One negative is if the pipeline were to leak, the environment around the leak would be crippled. And this pipeline crosses over some extremely important environmental regions. One example is the Ogallala aquifer in Nebraska, which supplies drinking water to millions of Americans, as well as serving as the source of 30% of America’s irrigation water. If this aquifer was to become contaminated, not only would millions of people be without clean drinking water, but a large portion of America’s crops would die.
The original Keystone pipeline has leaked more than a dozen times since 2010. A recent leak in 2019 leaked more than 378,000 gallons of crude oil in North Dakota. And TC Energy Corporation’s scientists admitted in a report these leaks are due to subpar anti-corrosion coating on their pipes. And according to the EPA, tar sands oil releases 17% more carbon than other kinds of crude oil. So regardless of a leak, the pipeline could harm the environment.

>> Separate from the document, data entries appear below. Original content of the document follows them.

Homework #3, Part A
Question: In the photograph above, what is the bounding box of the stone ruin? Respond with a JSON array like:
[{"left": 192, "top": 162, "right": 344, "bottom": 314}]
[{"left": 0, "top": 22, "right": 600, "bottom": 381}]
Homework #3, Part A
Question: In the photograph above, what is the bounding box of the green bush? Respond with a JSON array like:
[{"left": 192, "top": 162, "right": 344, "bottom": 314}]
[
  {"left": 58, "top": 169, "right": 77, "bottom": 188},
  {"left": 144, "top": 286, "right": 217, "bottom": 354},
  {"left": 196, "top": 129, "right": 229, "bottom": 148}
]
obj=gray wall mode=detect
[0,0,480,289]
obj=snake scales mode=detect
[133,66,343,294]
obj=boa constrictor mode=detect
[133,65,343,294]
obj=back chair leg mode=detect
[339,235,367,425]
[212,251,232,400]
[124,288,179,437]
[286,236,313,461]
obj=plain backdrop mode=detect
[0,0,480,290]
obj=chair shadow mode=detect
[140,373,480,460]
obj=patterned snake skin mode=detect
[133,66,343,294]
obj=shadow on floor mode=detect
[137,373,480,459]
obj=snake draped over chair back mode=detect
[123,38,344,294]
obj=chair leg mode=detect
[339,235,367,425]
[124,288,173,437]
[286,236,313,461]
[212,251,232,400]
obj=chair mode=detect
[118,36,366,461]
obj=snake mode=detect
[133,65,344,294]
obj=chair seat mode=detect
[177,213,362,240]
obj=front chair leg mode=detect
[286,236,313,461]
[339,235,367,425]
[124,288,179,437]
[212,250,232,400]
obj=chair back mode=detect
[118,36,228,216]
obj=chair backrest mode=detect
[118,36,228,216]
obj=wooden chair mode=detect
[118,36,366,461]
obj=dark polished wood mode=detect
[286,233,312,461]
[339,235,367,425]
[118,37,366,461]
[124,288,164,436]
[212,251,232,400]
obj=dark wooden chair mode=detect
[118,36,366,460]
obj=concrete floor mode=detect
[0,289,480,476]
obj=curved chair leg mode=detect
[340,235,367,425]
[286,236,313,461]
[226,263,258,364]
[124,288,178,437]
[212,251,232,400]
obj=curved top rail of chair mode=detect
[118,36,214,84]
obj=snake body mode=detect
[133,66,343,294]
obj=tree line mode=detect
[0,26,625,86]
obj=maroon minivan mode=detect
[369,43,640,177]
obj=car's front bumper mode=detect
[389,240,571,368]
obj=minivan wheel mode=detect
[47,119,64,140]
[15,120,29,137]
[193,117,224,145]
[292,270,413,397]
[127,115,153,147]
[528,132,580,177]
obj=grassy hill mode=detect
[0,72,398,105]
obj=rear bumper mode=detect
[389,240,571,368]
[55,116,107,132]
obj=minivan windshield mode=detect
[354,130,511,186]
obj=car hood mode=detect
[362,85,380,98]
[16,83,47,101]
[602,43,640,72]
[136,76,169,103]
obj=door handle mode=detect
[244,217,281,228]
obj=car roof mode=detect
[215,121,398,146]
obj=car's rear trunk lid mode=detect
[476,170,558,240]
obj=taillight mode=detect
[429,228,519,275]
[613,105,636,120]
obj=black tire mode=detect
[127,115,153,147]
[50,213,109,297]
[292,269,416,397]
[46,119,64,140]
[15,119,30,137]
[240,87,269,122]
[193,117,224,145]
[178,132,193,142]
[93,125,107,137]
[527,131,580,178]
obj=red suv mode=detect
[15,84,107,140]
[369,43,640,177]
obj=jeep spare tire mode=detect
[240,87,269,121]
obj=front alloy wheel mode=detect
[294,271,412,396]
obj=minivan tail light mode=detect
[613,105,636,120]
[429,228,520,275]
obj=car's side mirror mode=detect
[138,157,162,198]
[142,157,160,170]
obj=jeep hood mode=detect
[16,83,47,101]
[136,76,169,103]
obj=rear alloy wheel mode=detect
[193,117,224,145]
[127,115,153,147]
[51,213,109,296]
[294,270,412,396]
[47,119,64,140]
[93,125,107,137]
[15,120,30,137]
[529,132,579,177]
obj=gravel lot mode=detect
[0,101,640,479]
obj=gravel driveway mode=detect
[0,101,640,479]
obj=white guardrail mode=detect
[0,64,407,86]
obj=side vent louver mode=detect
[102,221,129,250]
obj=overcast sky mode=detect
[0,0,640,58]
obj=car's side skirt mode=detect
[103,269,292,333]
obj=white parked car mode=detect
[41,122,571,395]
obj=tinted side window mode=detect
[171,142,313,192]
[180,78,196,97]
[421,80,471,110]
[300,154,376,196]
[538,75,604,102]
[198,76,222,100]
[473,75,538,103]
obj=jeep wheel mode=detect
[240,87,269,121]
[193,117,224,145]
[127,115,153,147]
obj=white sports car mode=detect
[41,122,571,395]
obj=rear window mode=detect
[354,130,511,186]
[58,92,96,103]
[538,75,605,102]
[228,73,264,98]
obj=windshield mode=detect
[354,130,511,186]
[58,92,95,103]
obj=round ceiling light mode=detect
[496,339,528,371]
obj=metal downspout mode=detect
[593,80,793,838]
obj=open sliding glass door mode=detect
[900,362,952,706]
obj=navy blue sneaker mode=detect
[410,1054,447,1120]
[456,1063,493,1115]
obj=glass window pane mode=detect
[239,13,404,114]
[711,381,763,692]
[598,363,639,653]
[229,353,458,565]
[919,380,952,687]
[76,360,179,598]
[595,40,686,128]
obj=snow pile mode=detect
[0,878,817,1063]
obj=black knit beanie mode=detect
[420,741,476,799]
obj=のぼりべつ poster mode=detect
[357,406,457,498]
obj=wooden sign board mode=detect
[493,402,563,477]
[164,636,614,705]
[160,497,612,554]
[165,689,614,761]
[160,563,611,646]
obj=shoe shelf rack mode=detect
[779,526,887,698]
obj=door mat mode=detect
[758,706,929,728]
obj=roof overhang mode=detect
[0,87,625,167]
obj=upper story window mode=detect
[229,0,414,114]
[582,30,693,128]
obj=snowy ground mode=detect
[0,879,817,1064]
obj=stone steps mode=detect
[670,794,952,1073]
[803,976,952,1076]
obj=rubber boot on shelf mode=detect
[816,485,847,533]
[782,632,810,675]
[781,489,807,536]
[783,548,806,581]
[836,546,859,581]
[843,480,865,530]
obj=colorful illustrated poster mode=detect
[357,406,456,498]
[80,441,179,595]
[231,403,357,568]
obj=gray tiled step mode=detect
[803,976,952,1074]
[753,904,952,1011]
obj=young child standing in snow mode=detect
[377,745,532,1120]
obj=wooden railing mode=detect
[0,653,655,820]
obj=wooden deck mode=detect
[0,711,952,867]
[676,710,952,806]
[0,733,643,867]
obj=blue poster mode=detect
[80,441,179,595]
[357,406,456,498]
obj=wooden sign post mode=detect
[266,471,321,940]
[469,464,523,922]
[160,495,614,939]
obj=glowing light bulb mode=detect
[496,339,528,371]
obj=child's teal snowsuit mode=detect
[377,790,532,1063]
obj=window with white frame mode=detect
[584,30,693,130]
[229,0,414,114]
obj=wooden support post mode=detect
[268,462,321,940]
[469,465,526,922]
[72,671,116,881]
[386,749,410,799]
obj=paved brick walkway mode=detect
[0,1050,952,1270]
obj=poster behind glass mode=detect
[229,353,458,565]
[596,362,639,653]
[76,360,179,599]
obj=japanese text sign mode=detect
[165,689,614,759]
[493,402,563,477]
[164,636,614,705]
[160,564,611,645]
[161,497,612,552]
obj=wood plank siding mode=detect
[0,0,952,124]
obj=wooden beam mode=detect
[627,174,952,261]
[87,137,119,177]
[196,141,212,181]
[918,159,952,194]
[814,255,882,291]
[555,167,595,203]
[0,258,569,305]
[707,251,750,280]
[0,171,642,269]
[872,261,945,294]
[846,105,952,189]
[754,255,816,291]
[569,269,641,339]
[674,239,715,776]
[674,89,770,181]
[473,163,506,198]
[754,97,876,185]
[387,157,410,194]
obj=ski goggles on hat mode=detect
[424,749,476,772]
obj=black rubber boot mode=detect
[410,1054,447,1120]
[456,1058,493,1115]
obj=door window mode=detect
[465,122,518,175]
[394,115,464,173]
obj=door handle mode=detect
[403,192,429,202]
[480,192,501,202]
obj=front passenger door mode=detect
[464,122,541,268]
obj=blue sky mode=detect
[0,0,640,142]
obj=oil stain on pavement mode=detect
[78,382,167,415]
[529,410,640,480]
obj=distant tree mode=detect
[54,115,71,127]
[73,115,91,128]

Another negative to the KXL project is it continues our long history of shameful Native American relations. The pipeline violates the Fort Laramie Treaty of 1886. Because of this treaty, the TC Energy Corporation must follow tribal environmental laws while on tribal land. And this treaty was not upheld. By vetoing the project, we are sending a message to tribal leaders that say we are willing to respect our treaties and start a new chapter in the history of Native American and U.S relations.
From debates over climate change and our nation’s use of fossil fuels to debates over Native American rights; this project represents many pertinent issues. Issues we are going to disagree on. For the workers on the KXL pipeline, its cancellation has cost their families a source of income. On the other hand, members of Native American tribes see this cancellation as a blessing and a sign of a healthier relationship between the tribe and the U.S government. We are all going to have different opinions on this project, but it is important to discuss both sides of the argument.